Shah Nidhi R, Seger Andrew C, Seger Diane L, Fiskio Julie M, Kuperman Gilad J, Blumenfeld Barry, Recklet Elaine G, Bates David W, Gandhi Tejal K
Division of General Medicine, Brigham and Women's Hospital, 1620 Tremont Street, 3rd Floor, Boston, MA 02120, USA.
J Am Med Inform Assoc. 2006 Jan-Feb;13(1):5-11. doi: 10.1197/jamia.M1868. Epub 2005 Oct 12.

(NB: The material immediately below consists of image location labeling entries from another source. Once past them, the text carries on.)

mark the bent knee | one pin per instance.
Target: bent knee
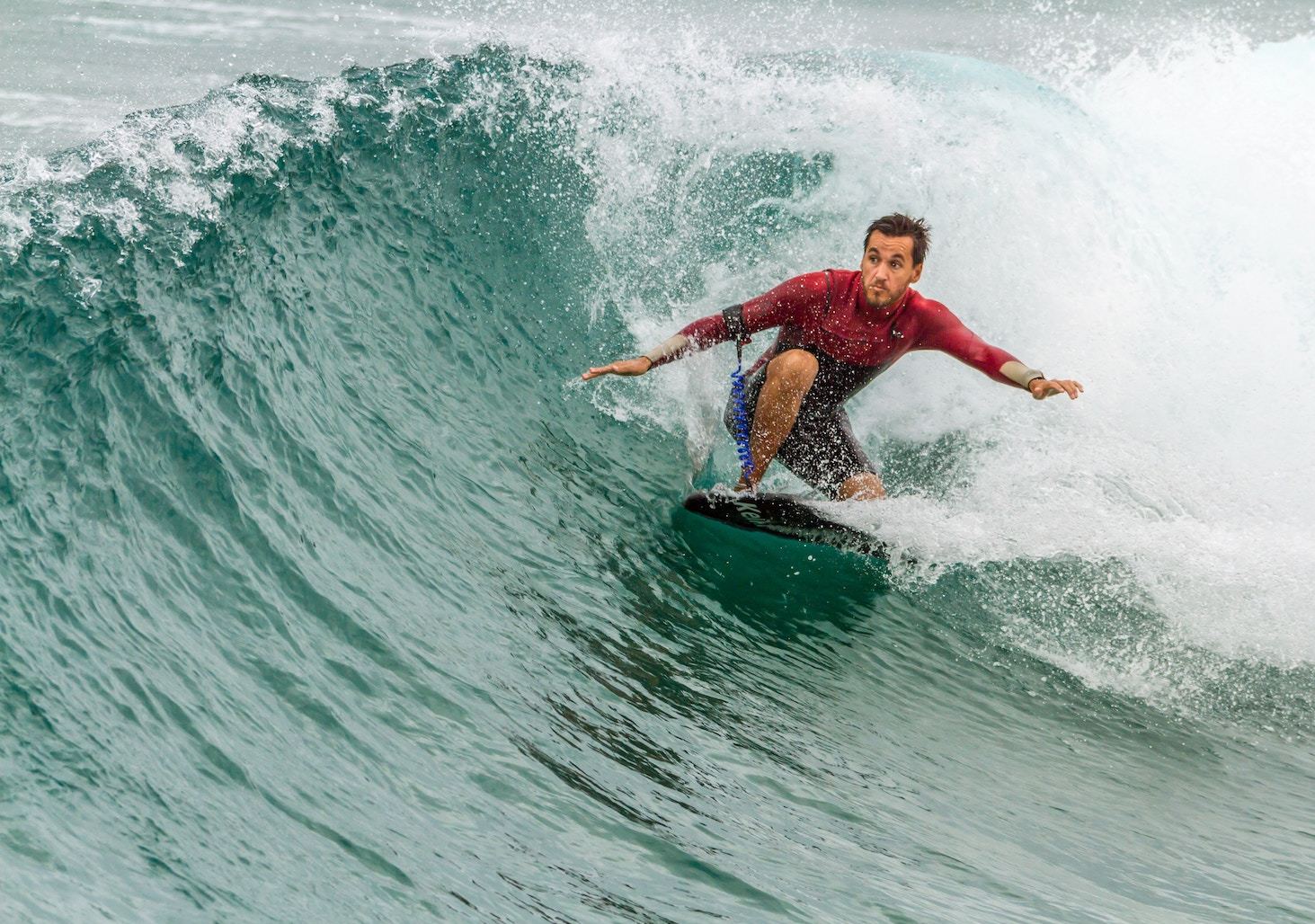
(795, 366)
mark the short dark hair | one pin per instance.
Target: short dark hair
(900, 225)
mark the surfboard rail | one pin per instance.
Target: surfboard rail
(783, 515)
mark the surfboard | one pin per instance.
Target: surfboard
(781, 515)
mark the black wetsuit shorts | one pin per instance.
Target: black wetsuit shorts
(821, 447)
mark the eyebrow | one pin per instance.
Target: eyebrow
(897, 255)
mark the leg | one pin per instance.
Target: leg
(861, 486)
(789, 378)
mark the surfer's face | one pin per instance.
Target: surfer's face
(888, 270)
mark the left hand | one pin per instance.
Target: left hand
(1044, 388)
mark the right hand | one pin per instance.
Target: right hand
(626, 367)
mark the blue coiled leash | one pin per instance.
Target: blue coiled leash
(734, 317)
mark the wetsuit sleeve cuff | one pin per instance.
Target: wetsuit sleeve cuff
(1019, 375)
(668, 350)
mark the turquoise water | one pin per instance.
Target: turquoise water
(330, 593)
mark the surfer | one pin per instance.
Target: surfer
(840, 330)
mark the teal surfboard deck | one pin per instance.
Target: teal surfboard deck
(783, 515)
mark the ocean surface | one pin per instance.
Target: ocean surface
(329, 591)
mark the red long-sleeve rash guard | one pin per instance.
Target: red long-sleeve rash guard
(852, 332)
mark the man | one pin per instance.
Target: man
(840, 330)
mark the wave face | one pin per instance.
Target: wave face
(330, 593)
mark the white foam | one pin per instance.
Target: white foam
(1146, 232)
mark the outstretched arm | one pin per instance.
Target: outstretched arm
(788, 301)
(1036, 383)
(948, 334)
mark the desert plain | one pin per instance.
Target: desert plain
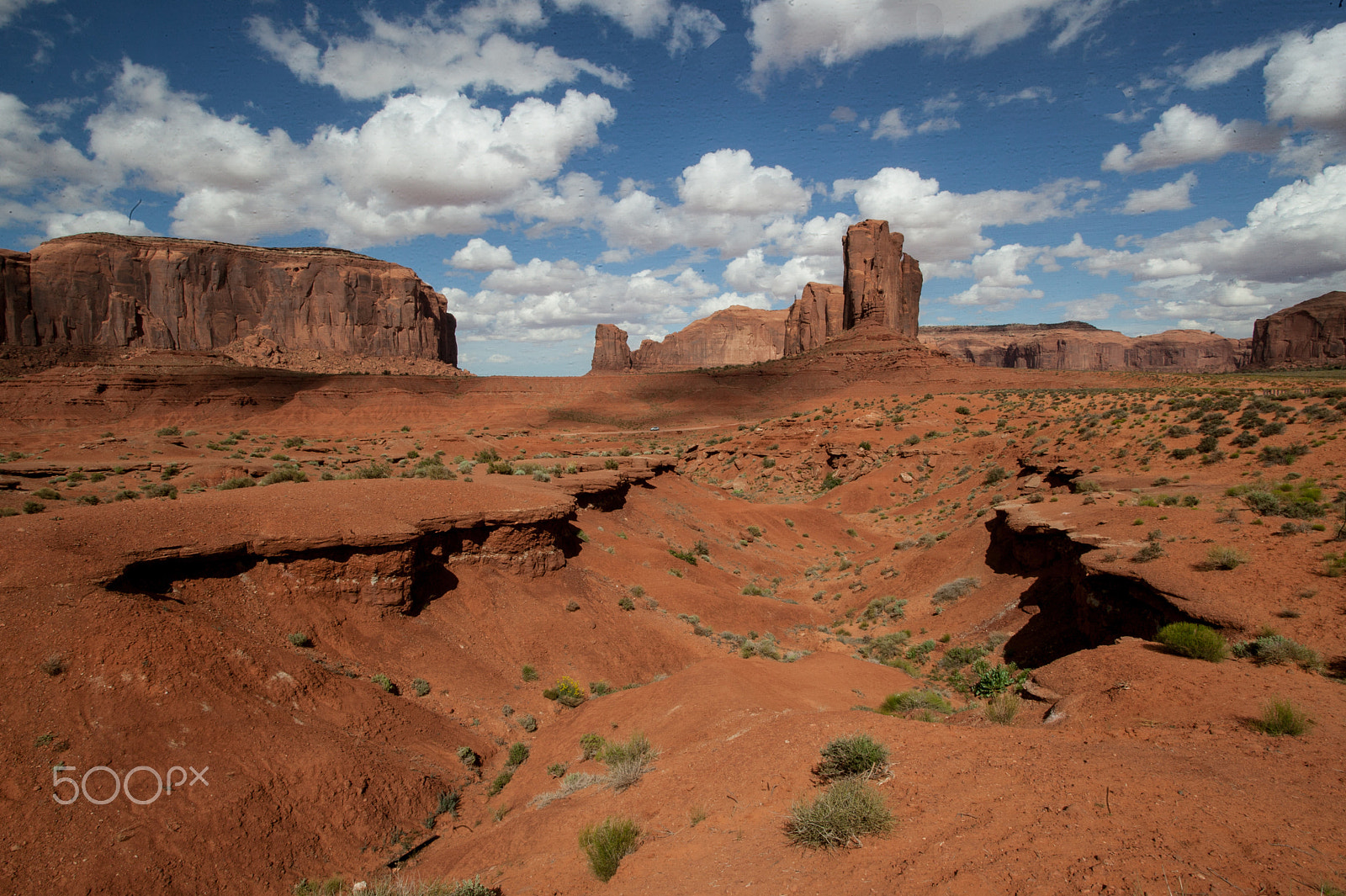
(353, 599)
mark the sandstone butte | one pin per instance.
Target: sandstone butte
(882, 289)
(1078, 346)
(1312, 331)
(268, 305)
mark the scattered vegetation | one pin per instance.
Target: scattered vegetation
(1195, 640)
(628, 761)
(609, 842)
(855, 754)
(1282, 718)
(1276, 650)
(1002, 708)
(1221, 557)
(839, 817)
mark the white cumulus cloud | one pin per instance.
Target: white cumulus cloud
(421, 164)
(427, 56)
(941, 225)
(480, 255)
(1306, 81)
(787, 34)
(1182, 136)
(1171, 197)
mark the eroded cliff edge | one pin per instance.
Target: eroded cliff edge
(108, 291)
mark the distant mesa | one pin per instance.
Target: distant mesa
(1312, 332)
(882, 289)
(299, 308)
(1078, 346)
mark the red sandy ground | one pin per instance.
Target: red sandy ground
(1147, 777)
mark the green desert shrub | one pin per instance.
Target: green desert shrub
(591, 745)
(955, 590)
(1221, 557)
(839, 817)
(628, 761)
(236, 482)
(1282, 718)
(1195, 640)
(284, 473)
(517, 755)
(855, 754)
(908, 700)
(1276, 650)
(1002, 708)
(374, 469)
(607, 844)
(569, 692)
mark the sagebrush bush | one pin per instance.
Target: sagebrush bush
(609, 842)
(1275, 650)
(1282, 718)
(1003, 708)
(908, 700)
(1195, 640)
(591, 745)
(626, 763)
(839, 815)
(851, 755)
(951, 591)
(1221, 557)
(569, 692)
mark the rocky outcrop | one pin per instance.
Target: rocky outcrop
(13, 298)
(882, 283)
(1312, 331)
(1080, 346)
(612, 353)
(882, 289)
(814, 318)
(735, 335)
(148, 292)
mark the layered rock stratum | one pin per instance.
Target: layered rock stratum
(882, 283)
(882, 291)
(1312, 331)
(1073, 345)
(737, 335)
(108, 291)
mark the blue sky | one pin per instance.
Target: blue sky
(552, 164)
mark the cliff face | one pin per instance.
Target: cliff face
(814, 318)
(1312, 331)
(109, 291)
(1078, 346)
(882, 284)
(882, 289)
(612, 353)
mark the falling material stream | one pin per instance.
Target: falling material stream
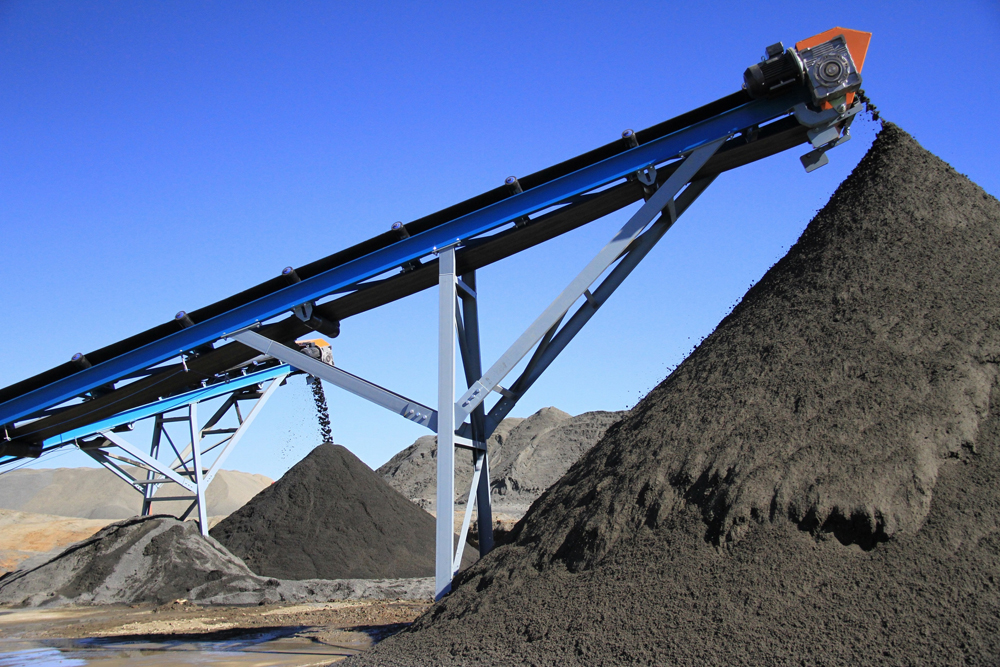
(322, 411)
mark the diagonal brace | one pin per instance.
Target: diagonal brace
(660, 200)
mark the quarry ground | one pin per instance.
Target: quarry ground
(185, 633)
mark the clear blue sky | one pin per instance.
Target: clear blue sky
(159, 156)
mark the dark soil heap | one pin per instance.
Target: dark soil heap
(158, 559)
(818, 483)
(331, 517)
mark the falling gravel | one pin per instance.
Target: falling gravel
(322, 411)
(816, 484)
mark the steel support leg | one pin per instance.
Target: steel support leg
(479, 495)
(199, 480)
(154, 451)
(188, 470)
(445, 532)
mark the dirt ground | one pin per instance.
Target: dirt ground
(186, 633)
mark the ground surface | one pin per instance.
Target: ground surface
(183, 633)
(818, 483)
(95, 493)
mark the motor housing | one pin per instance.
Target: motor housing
(826, 69)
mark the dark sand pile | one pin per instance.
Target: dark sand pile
(331, 517)
(818, 483)
(96, 493)
(526, 457)
(159, 559)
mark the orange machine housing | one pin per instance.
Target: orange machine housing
(857, 44)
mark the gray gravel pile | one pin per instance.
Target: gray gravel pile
(816, 484)
(160, 559)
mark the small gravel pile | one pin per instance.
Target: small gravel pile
(159, 559)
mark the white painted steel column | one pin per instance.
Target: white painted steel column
(445, 534)
(198, 471)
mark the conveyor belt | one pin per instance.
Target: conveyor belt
(776, 137)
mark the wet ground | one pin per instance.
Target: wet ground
(188, 634)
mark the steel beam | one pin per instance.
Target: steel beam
(445, 521)
(472, 365)
(661, 199)
(556, 343)
(368, 266)
(199, 471)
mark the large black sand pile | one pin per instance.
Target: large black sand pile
(331, 517)
(159, 559)
(818, 483)
(526, 457)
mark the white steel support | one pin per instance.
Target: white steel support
(410, 409)
(199, 471)
(479, 494)
(188, 470)
(445, 532)
(556, 339)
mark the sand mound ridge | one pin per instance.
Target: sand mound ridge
(331, 517)
(816, 483)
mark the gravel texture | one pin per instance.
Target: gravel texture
(96, 493)
(526, 457)
(160, 559)
(818, 483)
(331, 517)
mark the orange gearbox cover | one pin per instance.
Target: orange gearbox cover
(857, 44)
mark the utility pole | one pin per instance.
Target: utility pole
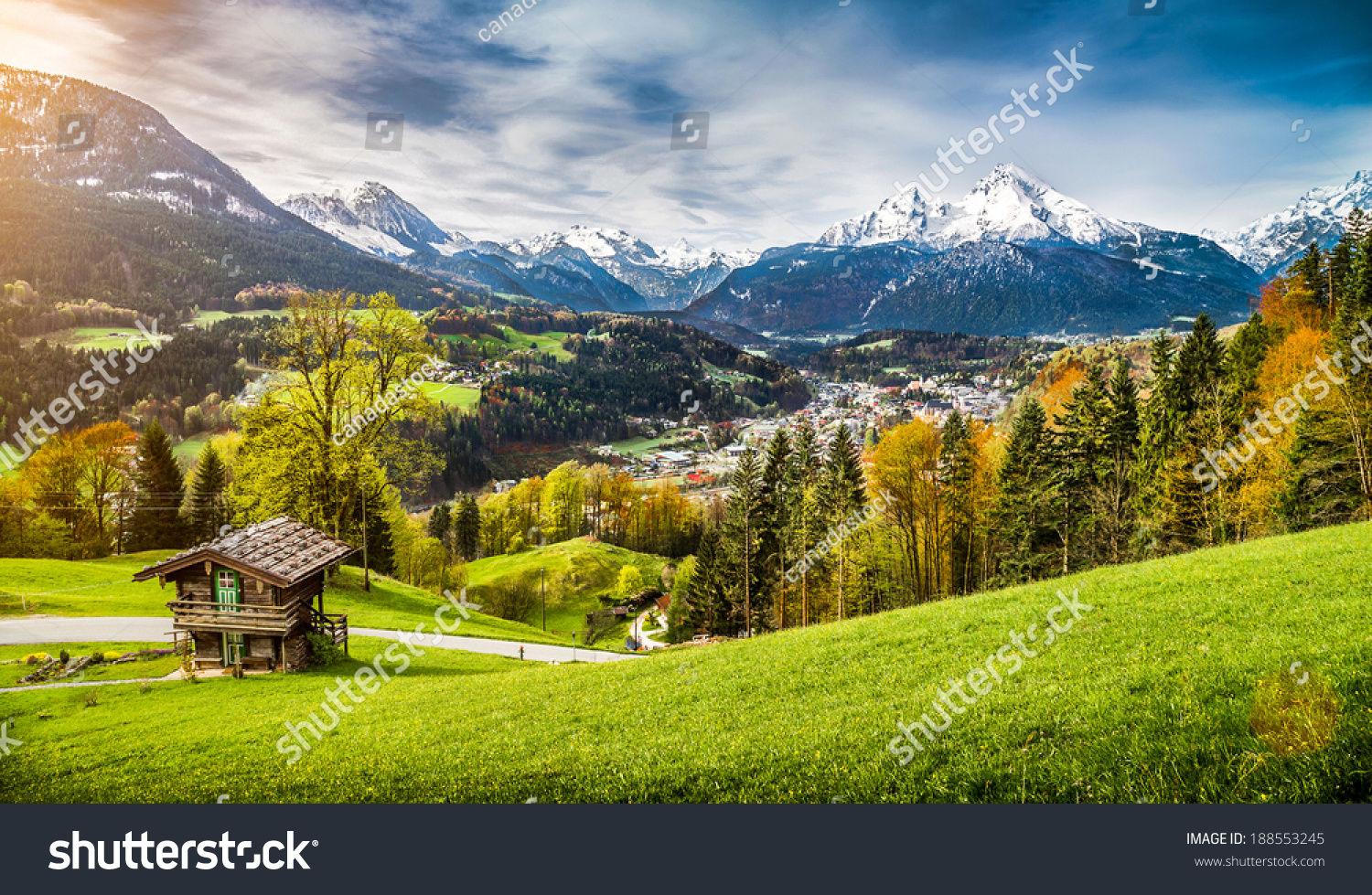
(367, 569)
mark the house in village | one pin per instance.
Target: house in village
(252, 595)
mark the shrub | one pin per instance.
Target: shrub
(515, 599)
(323, 650)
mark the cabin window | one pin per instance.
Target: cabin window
(227, 591)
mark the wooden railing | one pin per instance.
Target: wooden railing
(332, 626)
(232, 615)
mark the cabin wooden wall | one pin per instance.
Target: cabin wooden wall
(250, 591)
(296, 651)
(306, 590)
(260, 647)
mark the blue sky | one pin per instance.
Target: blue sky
(817, 109)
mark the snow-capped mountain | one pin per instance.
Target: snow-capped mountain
(372, 217)
(667, 279)
(1272, 241)
(1006, 206)
(79, 134)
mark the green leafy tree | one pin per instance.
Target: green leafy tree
(630, 581)
(466, 527)
(1028, 496)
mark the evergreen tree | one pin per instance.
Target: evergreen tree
(957, 475)
(804, 510)
(1077, 450)
(842, 492)
(441, 525)
(1119, 451)
(705, 588)
(744, 517)
(774, 527)
(1025, 508)
(206, 506)
(466, 527)
(1312, 266)
(159, 494)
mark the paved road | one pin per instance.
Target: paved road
(52, 629)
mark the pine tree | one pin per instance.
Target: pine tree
(441, 525)
(1119, 451)
(206, 507)
(957, 475)
(1077, 450)
(774, 527)
(159, 494)
(1025, 508)
(744, 514)
(705, 590)
(803, 508)
(842, 492)
(466, 527)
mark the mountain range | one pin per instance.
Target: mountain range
(1012, 257)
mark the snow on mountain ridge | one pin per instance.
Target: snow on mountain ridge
(372, 217)
(1273, 240)
(1006, 206)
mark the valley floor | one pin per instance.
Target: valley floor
(1177, 686)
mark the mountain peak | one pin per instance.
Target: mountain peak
(1006, 206)
(375, 218)
(1273, 240)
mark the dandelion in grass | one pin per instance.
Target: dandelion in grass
(1294, 711)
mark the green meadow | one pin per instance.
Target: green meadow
(104, 588)
(1177, 686)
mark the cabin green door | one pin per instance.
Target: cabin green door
(228, 593)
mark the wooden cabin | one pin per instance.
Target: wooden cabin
(254, 593)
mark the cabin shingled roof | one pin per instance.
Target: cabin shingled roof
(280, 549)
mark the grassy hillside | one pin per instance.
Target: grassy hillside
(461, 397)
(581, 576)
(1149, 698)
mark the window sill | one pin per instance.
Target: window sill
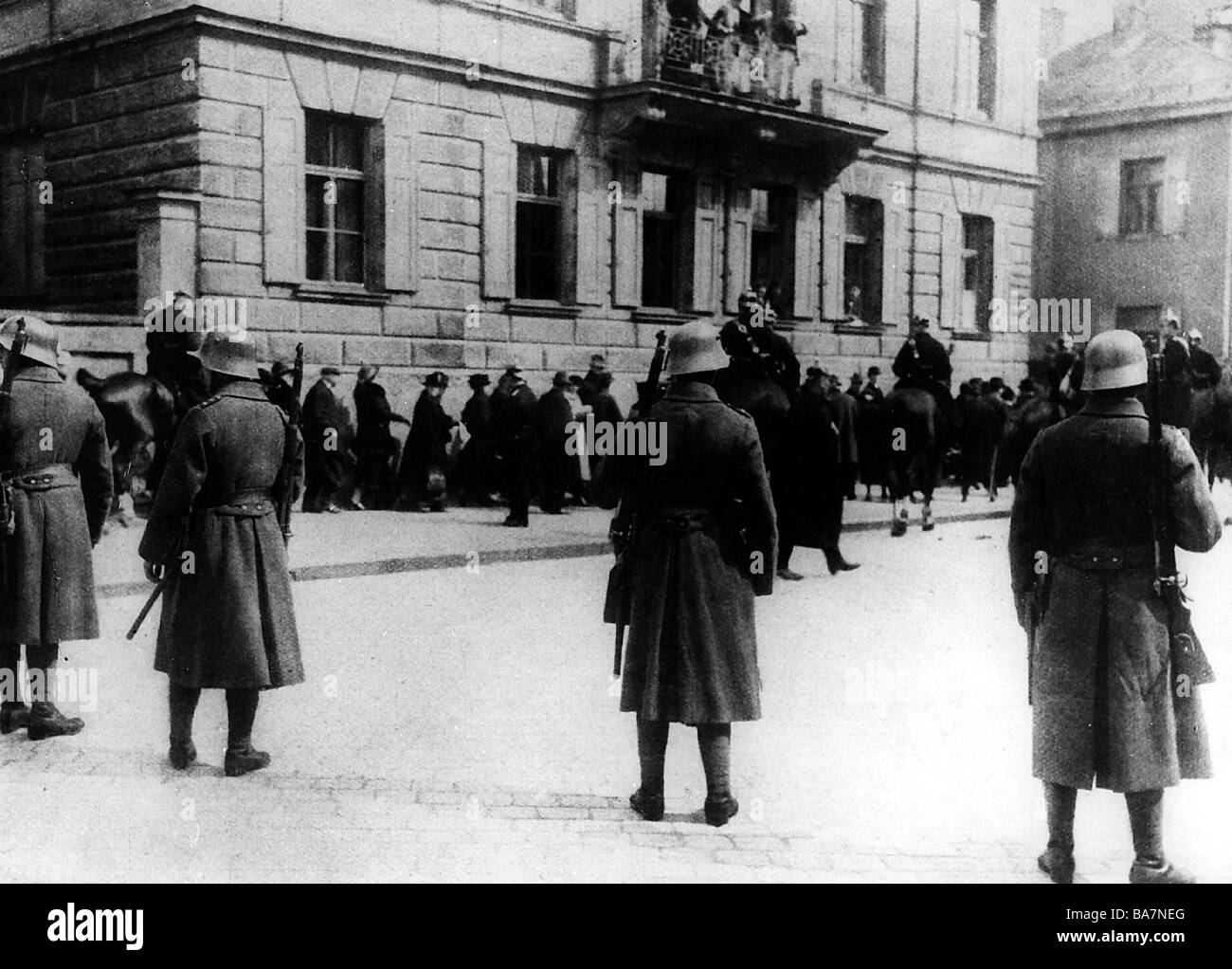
(339, 291)
(663, 315)
(972, 336)
(542, 308)
(855, 328)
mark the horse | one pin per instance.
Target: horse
(915, 451)
(138, 411)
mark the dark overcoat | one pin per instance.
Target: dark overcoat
(1103, 704)
(229, 621)
(45, 567)
(807, 481)
(691, 653)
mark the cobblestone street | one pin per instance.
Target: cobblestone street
(462, 723)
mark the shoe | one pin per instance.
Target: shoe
(1058, 866)
(13, 717)
(47, 722)
(648, 805)
(183, 756)
(721, 810)
(1162, 874)
(238, 763)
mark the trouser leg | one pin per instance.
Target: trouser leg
(652, 747)
(1060, 801)
(715, 741)
(1146, 822)
(183, 702)
(241, 715)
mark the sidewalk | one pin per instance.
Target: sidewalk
(357, 544)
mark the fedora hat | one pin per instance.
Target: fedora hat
(237, 357)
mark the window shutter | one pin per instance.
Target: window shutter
(705, 246)
(397, 249)
(499, 188)
(1177, 195)
(627, 243)
(283, 174)
(591, 205)
(894, 255)
(808, 234)
(738, 253)
(833, 229)
(951, 270)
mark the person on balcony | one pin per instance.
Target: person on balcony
(785, 29)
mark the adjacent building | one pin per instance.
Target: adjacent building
(1137, 171)
(435, 184)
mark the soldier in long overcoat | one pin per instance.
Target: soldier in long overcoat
(1104, 710)
(228, 620)
(700, 533)
(56, 463)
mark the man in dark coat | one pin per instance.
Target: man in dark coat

Computerized drug prescribing alerts can improve patient safety, but are often overridden because of poor specificity and alert overload. Our objective was to improve clinician acceptance of drug alerts by designing a selective set of drug alerts for the ambulatory care setting and minimizing workflow disruptions by designating only critical to high-severity alerts to be interruptive to clinician workflow. The alerts were presented to clinicians using computerized prescribing within an electronic medical record in 31 Boston-area practices. There were 18,115 drug alerts generated during our six-month study period. Of these, 12,933 (71%) were noninterruptive and 5,182 (29%) interruptive. Of the 5,182 interruptive alerts, 67% were accepted. Reasons for overrides varied for each drug alert category and provided potentially useful information for future alert improvement. These data suggest that it is possible to design computerized prescribing decision support with high rates of alert recommendation acceptance by clinicians.
计算机化药物处方警报可以提高患者安全性,但由于特异性差和警报过载,这些警报常常被忽略。我们的目标是通过为门诊护理环境设计一套选择性的药物警报,并仅将关键到高严重性的警报指定为会干扰临床医生工作流程的警报,从而尽量减少工作流程中断,以此提高临床医生对药物警报的接受度。在波士顿地区的31家医疗机构中,通过电子病历中的计算机化处方将警报呈现给临床医生。在我们为期六个月的研究期间共产生了18115次药物警报。其中,12933次(71%)为非干扰性警报,5182次(29%)为干扰性警报。在5182次干扰性警报中,67%被接受。每种药物警报类别的忽略原因各不相同,为未来警报改进提供了潜在有用信息。这些数据表明,有可能设计出临床医生接受率高的计算机化处方决策支持系统。